Carolyn Ricketts, Assistant Project Director (ricketts@mdpestnet.org)
Carolyn’s lifelong love and passion for the environment and wildlife began as child, growing up in the Chesapeake Bay Watershed and spending time on its waterways on both the Eastern and Western Shores. Carolyn and her siblings spent every summer alternating between the cabin on the Chesapeake Bay or at her maternal grandparents’ organic farm and orchard located near the Potomac River. This childhood spent immersed in nature led to animal welfare and rescue work starting in her teens and continuing today. While Carolyn worked for 33 years as a Sr. Mortgage Banking Loan Officer, she expressed her passion for the environment by volunteering for environmental groups as she continues to do to this day. She graduated from the Watershed Stewards Academy as a Master Watershed Steward from the Academy’s first class of 2009 and was a founding member of the Climate Stewards of Greater Annapolis.

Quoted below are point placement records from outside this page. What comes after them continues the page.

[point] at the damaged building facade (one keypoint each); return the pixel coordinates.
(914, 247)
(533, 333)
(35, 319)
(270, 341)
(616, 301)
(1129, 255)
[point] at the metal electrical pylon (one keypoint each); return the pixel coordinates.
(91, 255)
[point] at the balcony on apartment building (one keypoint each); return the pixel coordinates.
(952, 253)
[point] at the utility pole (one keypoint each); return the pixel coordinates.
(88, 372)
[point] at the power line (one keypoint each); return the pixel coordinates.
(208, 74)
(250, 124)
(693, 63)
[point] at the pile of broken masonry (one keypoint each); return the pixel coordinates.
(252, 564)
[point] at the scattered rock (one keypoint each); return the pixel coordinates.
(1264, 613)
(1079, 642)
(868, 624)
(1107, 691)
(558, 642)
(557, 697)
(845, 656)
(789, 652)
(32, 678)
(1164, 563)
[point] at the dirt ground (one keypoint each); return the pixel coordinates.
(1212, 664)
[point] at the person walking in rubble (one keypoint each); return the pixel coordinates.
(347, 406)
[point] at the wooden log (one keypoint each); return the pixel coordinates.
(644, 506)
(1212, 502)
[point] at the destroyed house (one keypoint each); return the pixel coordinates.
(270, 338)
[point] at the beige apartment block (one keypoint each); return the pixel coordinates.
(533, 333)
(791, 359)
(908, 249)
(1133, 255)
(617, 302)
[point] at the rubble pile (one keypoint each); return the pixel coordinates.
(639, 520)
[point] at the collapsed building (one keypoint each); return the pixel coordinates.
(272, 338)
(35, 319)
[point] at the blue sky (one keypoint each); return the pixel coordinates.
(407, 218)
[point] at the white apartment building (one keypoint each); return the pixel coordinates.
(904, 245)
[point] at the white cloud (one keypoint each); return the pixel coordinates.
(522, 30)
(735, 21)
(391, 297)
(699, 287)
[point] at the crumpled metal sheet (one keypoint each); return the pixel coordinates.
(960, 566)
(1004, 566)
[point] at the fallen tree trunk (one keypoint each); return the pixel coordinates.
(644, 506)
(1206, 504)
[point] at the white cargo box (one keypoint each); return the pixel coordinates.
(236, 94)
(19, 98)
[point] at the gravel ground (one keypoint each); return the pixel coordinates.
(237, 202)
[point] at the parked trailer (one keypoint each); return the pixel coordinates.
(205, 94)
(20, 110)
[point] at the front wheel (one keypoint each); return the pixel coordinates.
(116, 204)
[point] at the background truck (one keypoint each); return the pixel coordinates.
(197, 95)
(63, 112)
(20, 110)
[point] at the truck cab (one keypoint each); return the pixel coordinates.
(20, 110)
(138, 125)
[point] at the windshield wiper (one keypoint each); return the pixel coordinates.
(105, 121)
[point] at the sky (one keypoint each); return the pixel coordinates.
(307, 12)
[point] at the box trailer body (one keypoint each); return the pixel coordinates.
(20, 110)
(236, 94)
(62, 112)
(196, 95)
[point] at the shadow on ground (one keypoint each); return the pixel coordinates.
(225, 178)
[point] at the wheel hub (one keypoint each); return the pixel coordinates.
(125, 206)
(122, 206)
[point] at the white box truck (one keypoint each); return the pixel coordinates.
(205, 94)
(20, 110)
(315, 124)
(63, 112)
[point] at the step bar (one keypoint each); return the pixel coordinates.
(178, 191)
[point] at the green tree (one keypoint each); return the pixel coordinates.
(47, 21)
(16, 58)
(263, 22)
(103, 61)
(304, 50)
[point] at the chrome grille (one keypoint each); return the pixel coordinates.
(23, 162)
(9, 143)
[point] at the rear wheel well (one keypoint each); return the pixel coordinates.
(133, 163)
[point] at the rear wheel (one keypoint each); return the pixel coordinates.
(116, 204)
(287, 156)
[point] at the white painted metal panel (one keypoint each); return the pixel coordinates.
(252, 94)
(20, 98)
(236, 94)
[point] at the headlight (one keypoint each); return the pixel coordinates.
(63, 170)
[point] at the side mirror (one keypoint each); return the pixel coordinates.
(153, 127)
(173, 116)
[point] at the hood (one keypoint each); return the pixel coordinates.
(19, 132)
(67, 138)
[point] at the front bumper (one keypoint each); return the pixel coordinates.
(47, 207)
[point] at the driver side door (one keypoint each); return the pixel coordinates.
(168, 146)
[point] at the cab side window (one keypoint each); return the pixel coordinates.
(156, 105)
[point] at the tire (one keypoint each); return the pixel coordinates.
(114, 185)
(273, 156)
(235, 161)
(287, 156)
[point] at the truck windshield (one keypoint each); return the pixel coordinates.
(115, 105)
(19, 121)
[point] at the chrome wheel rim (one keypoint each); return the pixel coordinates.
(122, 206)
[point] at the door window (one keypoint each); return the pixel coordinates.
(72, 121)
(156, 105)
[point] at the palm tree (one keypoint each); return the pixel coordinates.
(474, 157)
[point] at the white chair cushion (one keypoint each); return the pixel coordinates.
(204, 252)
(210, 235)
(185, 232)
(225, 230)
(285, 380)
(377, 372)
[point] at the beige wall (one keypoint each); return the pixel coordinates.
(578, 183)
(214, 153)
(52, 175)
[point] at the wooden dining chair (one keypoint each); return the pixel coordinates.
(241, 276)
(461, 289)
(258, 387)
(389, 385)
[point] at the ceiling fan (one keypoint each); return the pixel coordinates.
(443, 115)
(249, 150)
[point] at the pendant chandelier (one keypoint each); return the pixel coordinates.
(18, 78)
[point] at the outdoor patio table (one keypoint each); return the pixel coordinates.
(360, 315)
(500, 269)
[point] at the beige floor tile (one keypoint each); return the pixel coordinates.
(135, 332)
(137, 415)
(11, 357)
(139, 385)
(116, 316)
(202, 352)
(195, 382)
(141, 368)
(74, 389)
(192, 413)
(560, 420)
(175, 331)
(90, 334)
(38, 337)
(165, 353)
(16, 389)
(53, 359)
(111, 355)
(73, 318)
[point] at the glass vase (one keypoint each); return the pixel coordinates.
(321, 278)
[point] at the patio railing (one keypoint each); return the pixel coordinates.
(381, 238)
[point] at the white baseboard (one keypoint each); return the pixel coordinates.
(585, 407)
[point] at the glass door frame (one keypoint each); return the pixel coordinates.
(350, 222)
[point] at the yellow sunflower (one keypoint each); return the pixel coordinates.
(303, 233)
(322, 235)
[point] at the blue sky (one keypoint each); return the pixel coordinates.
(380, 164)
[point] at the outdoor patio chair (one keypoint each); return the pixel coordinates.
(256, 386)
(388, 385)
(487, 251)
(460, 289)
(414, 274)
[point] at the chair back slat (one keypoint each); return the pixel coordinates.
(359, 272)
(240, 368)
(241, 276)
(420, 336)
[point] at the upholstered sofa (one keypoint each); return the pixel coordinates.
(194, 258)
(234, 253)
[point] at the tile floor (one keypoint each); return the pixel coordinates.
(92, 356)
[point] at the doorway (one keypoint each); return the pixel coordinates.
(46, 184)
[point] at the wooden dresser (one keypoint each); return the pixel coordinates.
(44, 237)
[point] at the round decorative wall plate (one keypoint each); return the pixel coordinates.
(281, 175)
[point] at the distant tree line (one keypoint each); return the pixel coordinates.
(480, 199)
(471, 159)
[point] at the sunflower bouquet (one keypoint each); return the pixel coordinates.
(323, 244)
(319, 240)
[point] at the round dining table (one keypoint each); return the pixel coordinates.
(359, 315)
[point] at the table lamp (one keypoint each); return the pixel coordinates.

Carolyn worked for the Chesapeake Bay Foundation from 2012 to 2015 and ultimately left the mortgage industry at the end of 2015 to pursue work in renewable energy, starting with wind power and then transferring to solar. Carolyn has worked with Neighborhood Sun, a community solar Benefit Corporation as their Director of Partnerships since March of 2018 and continues providing consultation for their community solar projects. She has also lobbied for environmental and clean energy legislation for offshore wind power, community solar, banning fracking, increasing MD’s Renewable Portfolio Standard, providing clean water protections, banning chlorpyrifos, and forest conservation.
Maggi G. Gaines, M.A., M.ED., Strategy and Collaboration Officer
Maggi has a diverse career in the non-profit community. Her leadership positions have included executive director, development director, partnership developer, and consultant for local, state and national organizations and foundations. Maggi is a graduate of Goucher College, and holds Master’s Degrees from The Johns Hopkins University and Baltimore Hebrew University. She studied at the Kennedy School of Harvard University in a program for senior leaders in state and local government and completed coursework for doctoral program at The Johns Hopkins University Political Science with a focus on American Government.